Inflation is raging, with consumer prices ascending 8.5% in the 12 months through July.
The year 2000 saw stocks fall into a bear market, as dot.com companies crashed. Meanwhile 2008 was the year of the worst financial crisis since the 1930s.
And apparently Burry doesn’t think 2022 will be so hot either.
Others Agree
He’s not the only one who’s negative on stocks. Goldman Sachs strategists are part of the club too, though their language is less incendiary than Burry’s.
“Taking the experience of the bear markets since the 1980s, including the collapse of the technology bubble in 2000-2002 and the Great Financial Crisis in 2008, we see a repeated pattern of rebounds before the market reaches a trough,” they wrote in a commentary.
“In this context, the recent rally since June 22 is, in our view, a bear market rally. Its duration and magnitude were not unusual relative to the experience of previous decades.”
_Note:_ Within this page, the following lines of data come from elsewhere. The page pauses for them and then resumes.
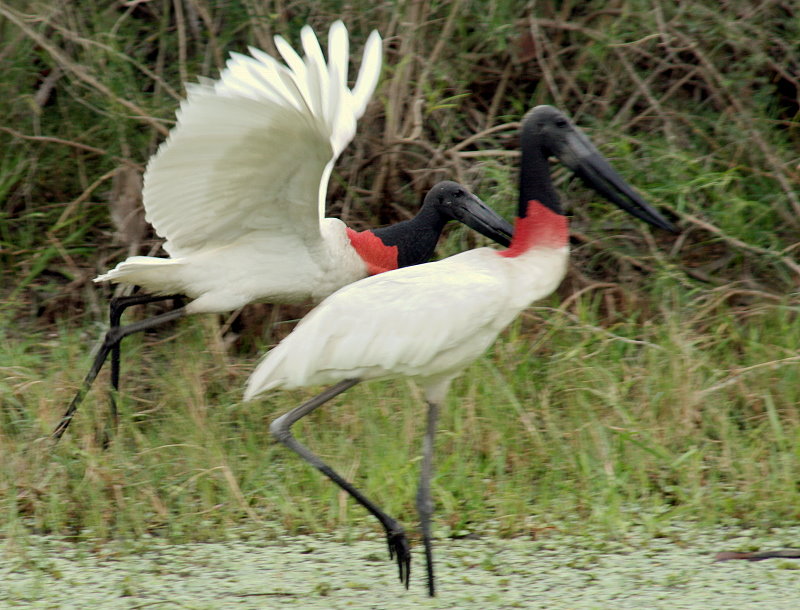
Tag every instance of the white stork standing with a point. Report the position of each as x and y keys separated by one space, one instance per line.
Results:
x=430 y=321
x=238 y=191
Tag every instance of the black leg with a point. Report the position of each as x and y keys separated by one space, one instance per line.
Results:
x=281 y=430
x=116 y=307
x=424 y=500
x=113 y=337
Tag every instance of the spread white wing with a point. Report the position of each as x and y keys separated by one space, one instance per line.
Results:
x=253 y=151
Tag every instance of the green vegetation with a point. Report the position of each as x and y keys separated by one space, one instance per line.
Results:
x=661 y=383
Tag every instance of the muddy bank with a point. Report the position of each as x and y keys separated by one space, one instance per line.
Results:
x=555 y=571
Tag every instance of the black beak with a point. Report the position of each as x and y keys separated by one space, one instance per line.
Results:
x=470 y=210
x=578 y=153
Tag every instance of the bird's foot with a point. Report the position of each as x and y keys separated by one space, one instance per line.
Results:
x=398 y=547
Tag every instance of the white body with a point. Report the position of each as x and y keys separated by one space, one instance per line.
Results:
x=428 y=322
x=238 y=188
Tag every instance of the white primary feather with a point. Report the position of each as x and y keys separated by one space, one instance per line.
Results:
x=427 y=321
x=249 y=162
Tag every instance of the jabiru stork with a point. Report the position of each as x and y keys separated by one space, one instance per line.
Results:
x=238 y=192
x=430 y=321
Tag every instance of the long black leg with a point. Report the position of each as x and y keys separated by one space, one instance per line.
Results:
x=113 y=337
x=116 y=307
x=281 y=430
x=424 y=500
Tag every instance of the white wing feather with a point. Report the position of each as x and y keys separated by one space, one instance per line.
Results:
x=253 y=151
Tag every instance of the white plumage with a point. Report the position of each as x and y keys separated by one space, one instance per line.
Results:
x=238 y=188
x=427 y=322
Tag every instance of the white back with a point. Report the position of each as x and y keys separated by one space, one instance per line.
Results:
x=254 y=150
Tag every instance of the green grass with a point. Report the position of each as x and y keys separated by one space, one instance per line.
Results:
x=694 y=417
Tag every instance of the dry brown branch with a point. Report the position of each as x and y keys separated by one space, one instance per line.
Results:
x=76 y=69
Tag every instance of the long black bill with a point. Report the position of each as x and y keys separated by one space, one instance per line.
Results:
x=470 y=210
x=578 y=153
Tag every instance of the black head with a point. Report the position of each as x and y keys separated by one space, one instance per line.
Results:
x=550 y=131
x=454 y=202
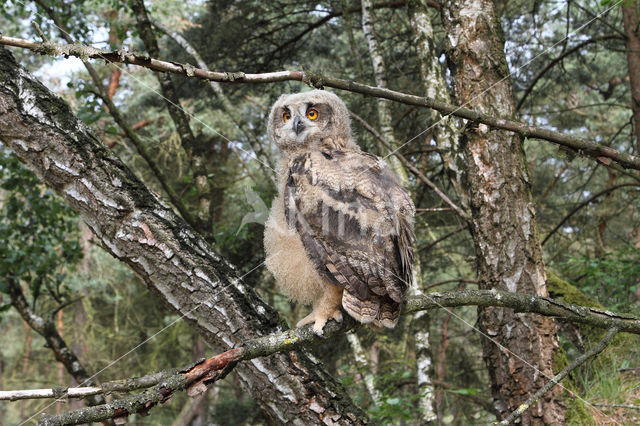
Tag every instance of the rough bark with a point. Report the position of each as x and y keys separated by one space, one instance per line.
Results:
x=632 y=42
x=446 y=134
x=508 y=254
x=136 y=228
x=127 y=130
x=580 y=146
x=195 y=150
x=420 y=321
x=380 y=76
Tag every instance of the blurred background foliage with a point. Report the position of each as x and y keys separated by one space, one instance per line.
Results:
x=119 y=329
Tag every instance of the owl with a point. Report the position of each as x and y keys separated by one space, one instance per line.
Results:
x=340 y=231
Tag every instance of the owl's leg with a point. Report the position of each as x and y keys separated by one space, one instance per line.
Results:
x=325 y=308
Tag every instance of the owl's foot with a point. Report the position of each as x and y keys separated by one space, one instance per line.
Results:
x=319 y=320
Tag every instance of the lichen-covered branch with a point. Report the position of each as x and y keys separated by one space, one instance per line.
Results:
x=47 y=329
x=175 y=262
x=199 y=376
x=196 y=152
x=581 y=146
x=128 y=131
x=558 y=377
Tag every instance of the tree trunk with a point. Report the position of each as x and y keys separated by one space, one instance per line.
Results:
x=445 y=132
x=517 y=348
x=379 y=72
x=136 y=228
x=632 y=42
x=418 y=324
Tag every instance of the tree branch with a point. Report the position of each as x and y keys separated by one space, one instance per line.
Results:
x=169 y=256
x=127 y=130
x=558 y=377
x=196 y=378
x=559 y=58
x=580 y=145
x=125 y=385
x=47 y=329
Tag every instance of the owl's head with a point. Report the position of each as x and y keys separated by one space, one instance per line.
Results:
x=300 y=121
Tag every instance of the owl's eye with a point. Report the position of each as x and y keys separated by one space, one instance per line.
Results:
x=312 y=114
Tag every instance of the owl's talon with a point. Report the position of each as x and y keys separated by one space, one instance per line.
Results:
x=318 y=326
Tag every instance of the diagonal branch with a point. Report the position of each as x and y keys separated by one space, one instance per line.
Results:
x=128 y=131
x=196 y=378
x=561 y=375
x=168 y=255
x=47 y=329
x=582 y=146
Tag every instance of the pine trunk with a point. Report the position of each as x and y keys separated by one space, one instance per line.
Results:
x=518 y=349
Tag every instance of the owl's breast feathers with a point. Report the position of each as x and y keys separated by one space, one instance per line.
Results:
x=356 y=224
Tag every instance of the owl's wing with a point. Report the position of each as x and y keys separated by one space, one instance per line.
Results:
x=356 y=224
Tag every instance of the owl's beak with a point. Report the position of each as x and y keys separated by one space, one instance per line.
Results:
x=298 y=125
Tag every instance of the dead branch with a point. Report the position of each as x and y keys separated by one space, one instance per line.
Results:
x=195 y=379
x=561 y=375
x=581 y=146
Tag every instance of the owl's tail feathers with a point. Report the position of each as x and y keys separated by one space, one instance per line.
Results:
x=388 y=314
x=363 y=311
x=377 y=311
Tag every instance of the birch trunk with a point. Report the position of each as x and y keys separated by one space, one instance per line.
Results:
x=419 y=323
x=445 y=132
x=518 y=348
x=136 y=228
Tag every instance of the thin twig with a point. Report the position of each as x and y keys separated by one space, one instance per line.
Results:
x=561 y=375
x=581 y=146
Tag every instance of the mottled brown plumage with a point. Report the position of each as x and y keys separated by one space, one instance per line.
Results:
x=341 y=228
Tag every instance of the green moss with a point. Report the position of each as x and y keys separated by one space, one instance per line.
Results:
x=565 y=291
x=577 y=413
x=560 y=289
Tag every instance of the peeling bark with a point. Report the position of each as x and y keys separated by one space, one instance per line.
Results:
x=508 y=254
x=136 y=228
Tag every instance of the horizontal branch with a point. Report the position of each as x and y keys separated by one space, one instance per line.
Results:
x=127 y=385
x=581 y=146
x=196 y=378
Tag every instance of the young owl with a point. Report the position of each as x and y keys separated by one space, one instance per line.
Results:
x=340 y=230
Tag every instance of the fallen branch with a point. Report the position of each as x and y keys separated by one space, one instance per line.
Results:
x=561 y=375
x=582 y=146
x=627 y=406
x=196 y=378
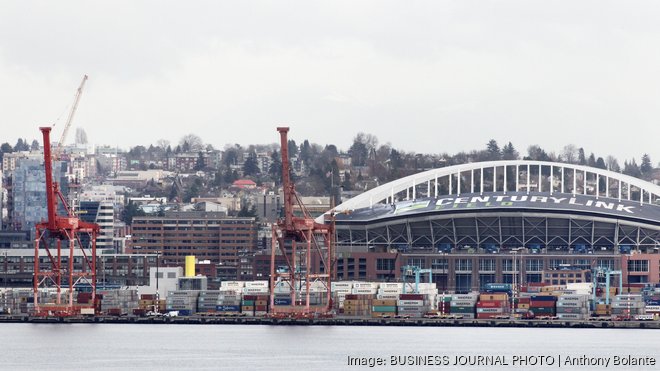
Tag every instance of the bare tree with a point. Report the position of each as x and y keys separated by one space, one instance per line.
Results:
x=569 y=153
x=191 y=142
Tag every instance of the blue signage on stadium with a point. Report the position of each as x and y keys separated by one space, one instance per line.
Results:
x=513 y=200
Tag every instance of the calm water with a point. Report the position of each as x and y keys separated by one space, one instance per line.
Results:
x=245 y=347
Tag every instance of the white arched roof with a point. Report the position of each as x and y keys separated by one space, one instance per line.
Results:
x=649 y=192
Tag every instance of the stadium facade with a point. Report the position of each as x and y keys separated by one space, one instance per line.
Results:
x=502 y=221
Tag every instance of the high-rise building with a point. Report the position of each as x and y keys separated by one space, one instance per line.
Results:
x=29 y=193
x=101 y=213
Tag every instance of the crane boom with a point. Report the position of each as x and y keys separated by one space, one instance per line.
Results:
x=69 y=119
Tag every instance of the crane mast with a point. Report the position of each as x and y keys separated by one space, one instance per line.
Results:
x=67 y=125
x=305 y=246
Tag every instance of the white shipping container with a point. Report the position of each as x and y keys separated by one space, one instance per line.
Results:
x=341 y=285
x=365 y=285
x=387 y=296
x=465 y=297
x=490 y=310
x=411 y=309
x=232 y=284
x=462 y=303
x=256 y=284
x=391 y=285
x=410 y=302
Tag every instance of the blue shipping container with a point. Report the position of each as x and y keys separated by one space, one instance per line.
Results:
x=228 y=308
x=543 y=298
x=498 y=287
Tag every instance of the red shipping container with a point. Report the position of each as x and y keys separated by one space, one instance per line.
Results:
x=541 y=304
x=408 y=297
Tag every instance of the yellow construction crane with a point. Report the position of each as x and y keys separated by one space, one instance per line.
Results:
x=60 y=144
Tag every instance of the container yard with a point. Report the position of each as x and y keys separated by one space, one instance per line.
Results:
x=352 y=301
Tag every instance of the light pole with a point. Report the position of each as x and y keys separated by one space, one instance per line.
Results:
x=4 y=294
x=514 y=284
x=156 y=307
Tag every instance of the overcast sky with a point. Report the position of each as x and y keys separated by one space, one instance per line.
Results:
x=426 y=76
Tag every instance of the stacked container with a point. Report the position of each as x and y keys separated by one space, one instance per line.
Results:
x=573 y=306
x=628 y=305
x=358 y=305
x=413 y=305
x=255 y=305
x=184 y=302
x=207 y=301
x=383 y=307
x=339 y=292
x=389 y=290
x=543 y=305
x=464 y=304
x=119 y=302
x=229 y=302
x=522 y=305
x=493 y=305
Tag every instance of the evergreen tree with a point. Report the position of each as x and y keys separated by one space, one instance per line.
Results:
x=646 y=167
x=509 y=152
x=493 y=150
x=130 y=211
x=582 y=160
x=275 y=169
x=200 y=162
x=250 y=166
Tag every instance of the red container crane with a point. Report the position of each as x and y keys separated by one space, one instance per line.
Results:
x=316 y=240
x=49 y=238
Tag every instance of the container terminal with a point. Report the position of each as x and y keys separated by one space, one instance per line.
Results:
x=458 y=245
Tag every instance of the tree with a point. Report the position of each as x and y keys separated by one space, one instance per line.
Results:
x=130 y=211
x=582 y=160
x=21 y=145
x=305 y=151
x=200 y=164
x=275 y=169
x=569 y=153
x=537 y=153
x=359 y=150
x=613 y=164
x=81 y=136
x=493 y=150
x=509 y=152
x=250 y=166
x=293 y=148
x=646 y=167
x=6 y=148
x=191 y=142
x=247 y=213
x=631 y=168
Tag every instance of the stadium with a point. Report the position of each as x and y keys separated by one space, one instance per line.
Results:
x=499 y=221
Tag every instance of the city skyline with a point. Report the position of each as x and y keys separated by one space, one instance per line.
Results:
x=429 y=78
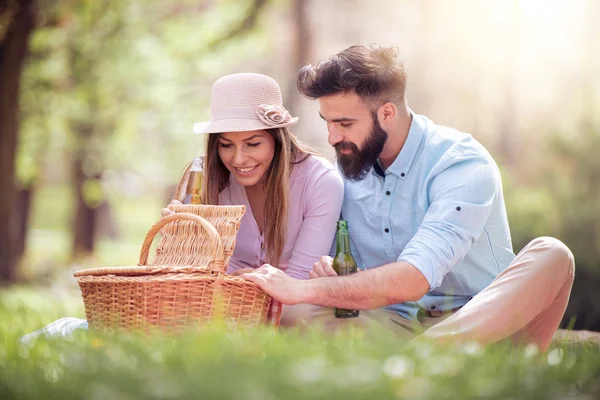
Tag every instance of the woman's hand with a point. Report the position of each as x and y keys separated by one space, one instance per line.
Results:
x=278 y=284
x=323 y=267
x=165 y=211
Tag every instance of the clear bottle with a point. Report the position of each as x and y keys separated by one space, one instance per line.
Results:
x=344 y=263
x=193 y=190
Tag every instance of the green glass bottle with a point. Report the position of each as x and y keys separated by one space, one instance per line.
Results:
x=344 y=263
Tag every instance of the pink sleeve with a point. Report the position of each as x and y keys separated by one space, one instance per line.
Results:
x=323 y=205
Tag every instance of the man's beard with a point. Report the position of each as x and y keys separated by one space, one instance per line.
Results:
x=356 y=165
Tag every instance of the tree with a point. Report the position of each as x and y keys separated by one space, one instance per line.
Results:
x=20 y=17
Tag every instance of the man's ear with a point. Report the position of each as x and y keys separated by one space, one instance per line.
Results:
x=386 y=113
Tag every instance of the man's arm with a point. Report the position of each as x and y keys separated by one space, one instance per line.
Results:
x=389 y=284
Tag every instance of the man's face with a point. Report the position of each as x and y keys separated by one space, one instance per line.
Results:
x=354 y=132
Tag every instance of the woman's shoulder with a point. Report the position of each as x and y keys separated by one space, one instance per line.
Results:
x=316 y=170
x=313 y=163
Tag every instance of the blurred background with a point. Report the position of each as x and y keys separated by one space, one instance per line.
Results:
x=98 y=99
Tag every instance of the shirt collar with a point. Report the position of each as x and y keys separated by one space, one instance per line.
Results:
x=403 y=162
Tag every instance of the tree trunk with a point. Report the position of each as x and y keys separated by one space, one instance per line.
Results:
x=22 y=210
x=84 y=225
x=302 y=49
x=13 y=49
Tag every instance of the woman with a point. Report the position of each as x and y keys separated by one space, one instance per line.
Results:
x=293 y=197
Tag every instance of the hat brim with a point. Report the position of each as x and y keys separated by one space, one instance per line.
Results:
x=237 y=125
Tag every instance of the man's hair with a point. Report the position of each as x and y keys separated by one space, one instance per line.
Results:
x=375 y=73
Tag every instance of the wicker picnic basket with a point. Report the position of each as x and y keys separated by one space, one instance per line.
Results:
x=186 y=285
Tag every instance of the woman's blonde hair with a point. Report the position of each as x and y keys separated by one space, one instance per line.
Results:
x=288 y=152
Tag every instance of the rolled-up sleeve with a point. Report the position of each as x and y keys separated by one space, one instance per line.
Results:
x=461 y=197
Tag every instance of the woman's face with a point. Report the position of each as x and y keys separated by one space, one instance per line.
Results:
x=247 y=155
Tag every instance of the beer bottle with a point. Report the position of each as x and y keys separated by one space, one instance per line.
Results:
x=344 y=263
x=193 y=190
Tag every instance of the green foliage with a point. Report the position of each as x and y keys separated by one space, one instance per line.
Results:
x=221 y=363
x=564 y=204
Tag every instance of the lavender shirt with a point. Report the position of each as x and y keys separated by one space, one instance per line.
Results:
x=315 y=202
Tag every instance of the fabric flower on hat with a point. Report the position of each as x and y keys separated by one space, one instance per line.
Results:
x=273 y=115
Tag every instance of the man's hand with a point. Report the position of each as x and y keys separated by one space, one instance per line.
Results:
x=278 y=284
x=323 y=267
x=165 y=211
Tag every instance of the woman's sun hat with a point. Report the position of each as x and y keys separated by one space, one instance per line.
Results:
x=245 y=102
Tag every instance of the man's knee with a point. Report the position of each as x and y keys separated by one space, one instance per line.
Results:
x=557 y=257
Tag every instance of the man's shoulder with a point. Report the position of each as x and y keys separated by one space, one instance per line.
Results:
x=448 y=144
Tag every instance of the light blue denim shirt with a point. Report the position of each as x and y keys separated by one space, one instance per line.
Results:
x=439 y=207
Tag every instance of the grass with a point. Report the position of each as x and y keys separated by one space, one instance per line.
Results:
x=221 y=363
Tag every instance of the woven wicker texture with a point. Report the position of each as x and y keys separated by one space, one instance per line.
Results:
x=185 y=286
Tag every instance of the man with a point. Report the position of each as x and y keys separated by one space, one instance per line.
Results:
x=427 y=219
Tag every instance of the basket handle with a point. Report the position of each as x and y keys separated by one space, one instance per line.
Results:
x=216 y=265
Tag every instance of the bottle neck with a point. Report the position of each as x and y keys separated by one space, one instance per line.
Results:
x=342 y=241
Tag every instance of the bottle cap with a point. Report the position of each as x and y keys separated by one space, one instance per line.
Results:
x=197 y=164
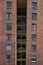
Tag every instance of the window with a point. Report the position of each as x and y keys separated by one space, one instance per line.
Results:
x=34 y=16
x=23 y=55
x=9 y=37
x=8 y=58
x=34 y=26
x=9 y=5
x=19 y=55
x=9 y=26
x=34 y=37
x=34 y=5
x=33 y=48
x=19 y=11
x=8 y=47
x=18 y=62
x=33 y=58
x=23 y=62
x=9 y=16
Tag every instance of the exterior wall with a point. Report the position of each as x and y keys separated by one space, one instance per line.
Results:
x=39 y=32
x=3 y=32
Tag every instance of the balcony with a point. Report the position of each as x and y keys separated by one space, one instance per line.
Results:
x=21 y=21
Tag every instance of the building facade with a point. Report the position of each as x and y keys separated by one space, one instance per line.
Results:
x=21 y=32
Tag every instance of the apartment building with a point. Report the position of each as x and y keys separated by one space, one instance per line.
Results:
x=21 y=32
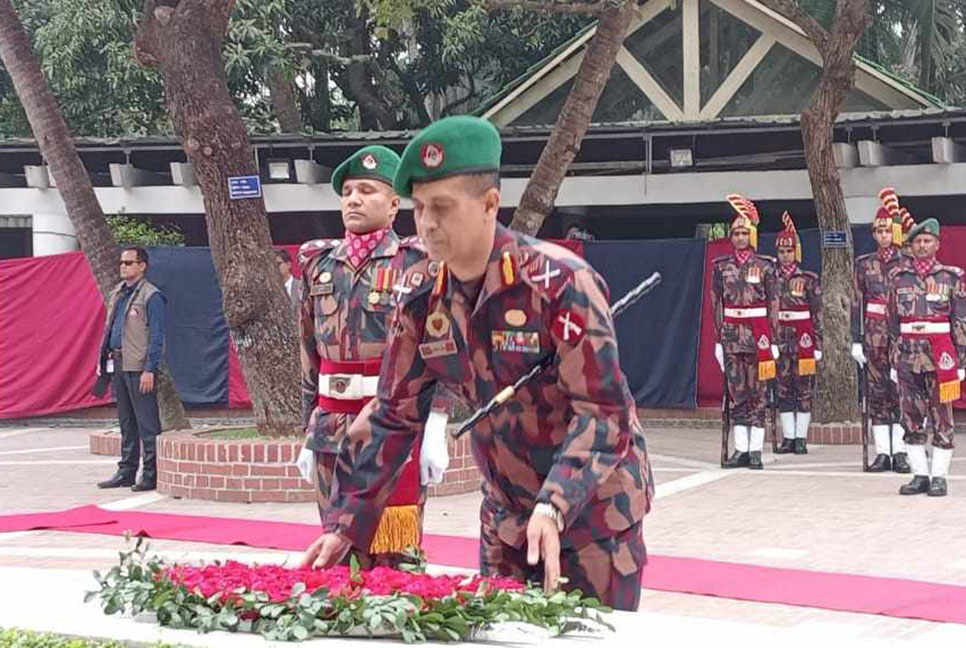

So where does that leave stocks going forward? “We expect further weakness and bumpy markets before a decisive trough is established,” the strategists said.
Given the Fed’s determination to keep increasing interest rates, Burry and Goldman may well be right that stocks will fall further.
Activity in the interest-rate futures market shows traders see an 81% probability of at least another 150 basis points (1.5 percentage points) of tightening this year. The Fed has done 225 basis points already since March.